Yersinia ruckeri has also been isolated from brood stock, which are frequently, if not always, infected, but transmission through eggs where disinfection has been properly carried out has not been reported (Dulin et al., 1976).
Conditions predisposing populations to clinical infection relate primarily to stress. Healthy laboratory populations can withstand exposure to high numbers of cells without succumbing to clinical disease (Ross et al., 1966). Infection may occur where fish are obese through poor feeding regimes, but poor water quality is the prime cause. Common causes are high ammonia, due to poor water flow or too high densities, low oxygen, due to poor flow and high temperatures, or the presence of a high level of suspended organic and siliceous matter (Bullock and Snieszko, 1975). When these conditions are marginal, handling stress may trigger infections where the fish would have remained healthy if left untouched. The expectation of trouble, therefore, is in summer conditions, where temperatures rise and water flows are reduced. The peak is considered to be 15-18°C, and monitoring oxygen and temperatures daily is an effective warning system where yersiniosis is endemic. Infections have not been reported below 10°C.
Impact SummaryTop of page
|Fisheries / aquaculture||Negative|
Impact: EconomicTop of page
The British Trout Association estimated losses of £1.3-1.5 million in 1998. However, vaccines against ERM are generally effective, so in regions where vaccination is routinely used, the impacts of ERM are limited. Elsewhere it can be managed to a degree through use of good biosecurity practices and antibiotic treatments.

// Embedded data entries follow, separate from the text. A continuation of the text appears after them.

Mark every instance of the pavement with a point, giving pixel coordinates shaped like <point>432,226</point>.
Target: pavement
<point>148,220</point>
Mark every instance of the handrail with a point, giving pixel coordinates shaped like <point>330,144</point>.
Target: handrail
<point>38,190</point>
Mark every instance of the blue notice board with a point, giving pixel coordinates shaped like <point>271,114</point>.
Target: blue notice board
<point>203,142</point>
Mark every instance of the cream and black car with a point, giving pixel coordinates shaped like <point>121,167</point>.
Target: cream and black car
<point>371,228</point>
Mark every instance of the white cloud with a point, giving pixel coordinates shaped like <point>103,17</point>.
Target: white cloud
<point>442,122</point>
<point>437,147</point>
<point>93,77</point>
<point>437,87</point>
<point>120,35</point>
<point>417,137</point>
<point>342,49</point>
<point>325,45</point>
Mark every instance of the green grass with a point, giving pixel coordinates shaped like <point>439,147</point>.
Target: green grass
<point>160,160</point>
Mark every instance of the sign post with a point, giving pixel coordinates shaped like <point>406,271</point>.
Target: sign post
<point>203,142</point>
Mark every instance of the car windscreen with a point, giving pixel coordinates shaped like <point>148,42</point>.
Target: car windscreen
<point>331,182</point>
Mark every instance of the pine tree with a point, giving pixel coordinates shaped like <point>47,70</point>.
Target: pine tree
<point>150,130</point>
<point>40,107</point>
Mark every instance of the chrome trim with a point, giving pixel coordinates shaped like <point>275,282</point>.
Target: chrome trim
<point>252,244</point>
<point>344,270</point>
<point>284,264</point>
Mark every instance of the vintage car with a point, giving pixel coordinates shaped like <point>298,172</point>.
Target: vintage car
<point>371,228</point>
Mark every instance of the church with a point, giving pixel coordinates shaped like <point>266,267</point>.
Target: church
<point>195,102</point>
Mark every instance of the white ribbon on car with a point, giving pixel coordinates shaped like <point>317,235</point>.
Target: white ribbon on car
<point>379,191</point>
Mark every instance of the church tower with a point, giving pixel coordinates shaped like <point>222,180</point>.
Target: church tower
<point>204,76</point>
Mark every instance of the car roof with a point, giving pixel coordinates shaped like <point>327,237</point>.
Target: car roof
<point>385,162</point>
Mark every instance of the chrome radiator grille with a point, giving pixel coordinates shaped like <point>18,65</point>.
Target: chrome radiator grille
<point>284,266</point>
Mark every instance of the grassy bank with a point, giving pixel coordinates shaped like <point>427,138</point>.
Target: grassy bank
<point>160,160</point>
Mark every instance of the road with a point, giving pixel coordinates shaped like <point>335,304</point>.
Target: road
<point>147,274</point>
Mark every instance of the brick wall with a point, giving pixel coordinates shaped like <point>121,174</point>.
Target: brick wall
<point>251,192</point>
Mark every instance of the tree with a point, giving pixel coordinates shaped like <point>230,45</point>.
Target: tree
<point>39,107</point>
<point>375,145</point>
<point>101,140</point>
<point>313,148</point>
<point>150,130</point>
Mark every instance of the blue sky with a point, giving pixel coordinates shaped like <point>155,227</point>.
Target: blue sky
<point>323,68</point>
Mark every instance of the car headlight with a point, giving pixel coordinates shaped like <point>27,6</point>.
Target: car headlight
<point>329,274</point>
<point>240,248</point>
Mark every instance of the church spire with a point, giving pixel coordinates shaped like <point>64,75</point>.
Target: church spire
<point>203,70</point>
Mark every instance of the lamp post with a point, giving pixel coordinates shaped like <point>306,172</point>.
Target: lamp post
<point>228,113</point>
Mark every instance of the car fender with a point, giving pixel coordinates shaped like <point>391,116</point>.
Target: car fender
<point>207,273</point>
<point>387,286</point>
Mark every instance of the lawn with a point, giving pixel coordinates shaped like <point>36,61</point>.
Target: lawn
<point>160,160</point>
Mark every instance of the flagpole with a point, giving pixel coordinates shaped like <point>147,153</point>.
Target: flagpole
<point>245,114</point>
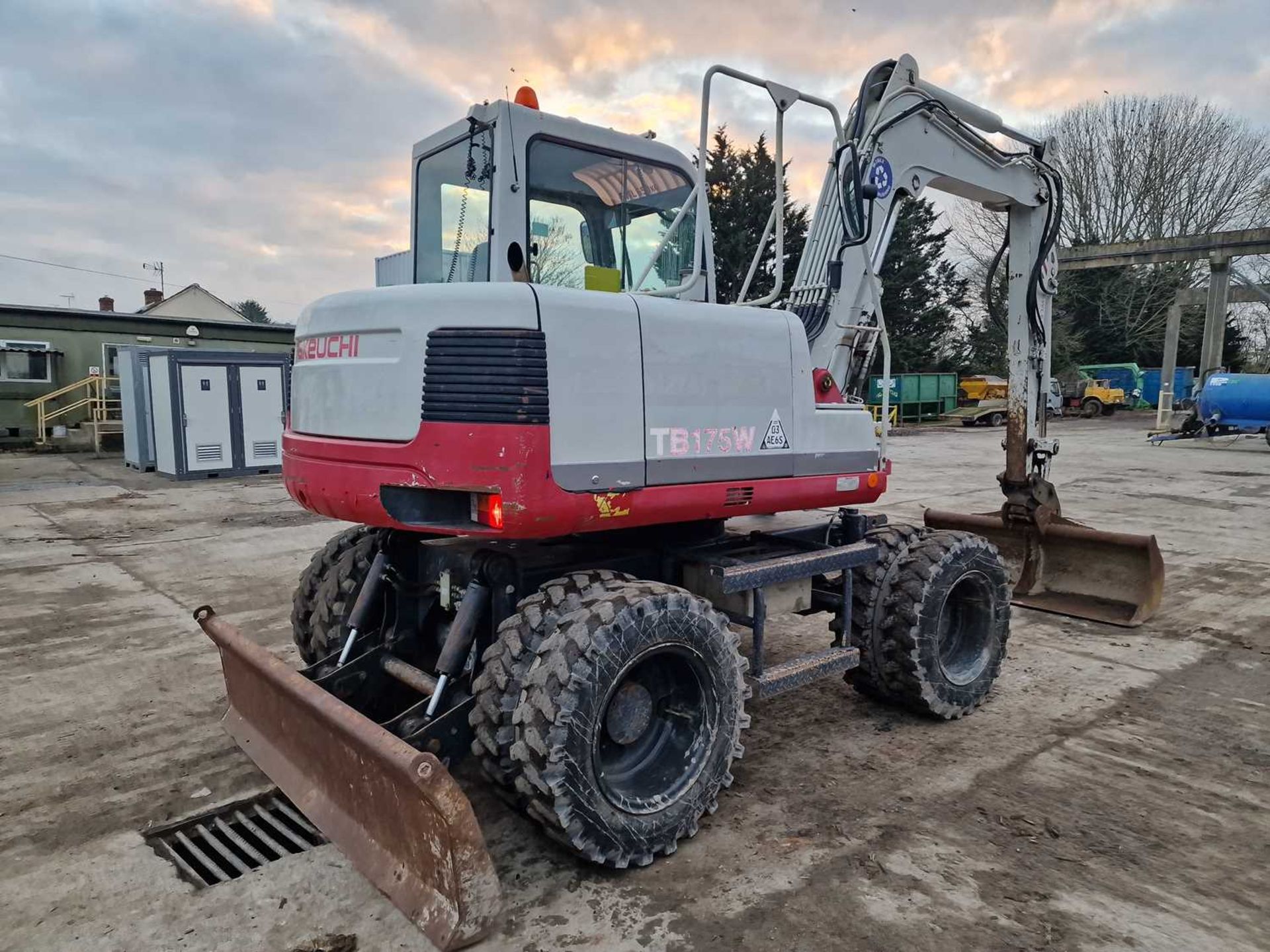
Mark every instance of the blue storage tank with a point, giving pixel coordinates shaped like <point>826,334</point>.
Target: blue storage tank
<point>1236,400</point>
<point>1184,379</point>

Impact: EnvironmentalTop of page
Yersinia ruckeri is not widely reported to cause significant wild fish kills. Treatment of diseased farm stock with antibiotics clearly has serious environmental implications. Use of vaccines and best practice can eliminate this impact.
Zoonoses and Food SafetyTop of page
Yersinia ruckeri is not reported to be zoonotic and as any isolates are unable to initiate growth at 37°C (de Grandis et al., 1988) this would appear to be an unlikely scenario. There have not been any reports of food safety issues related to Y. ruckeri.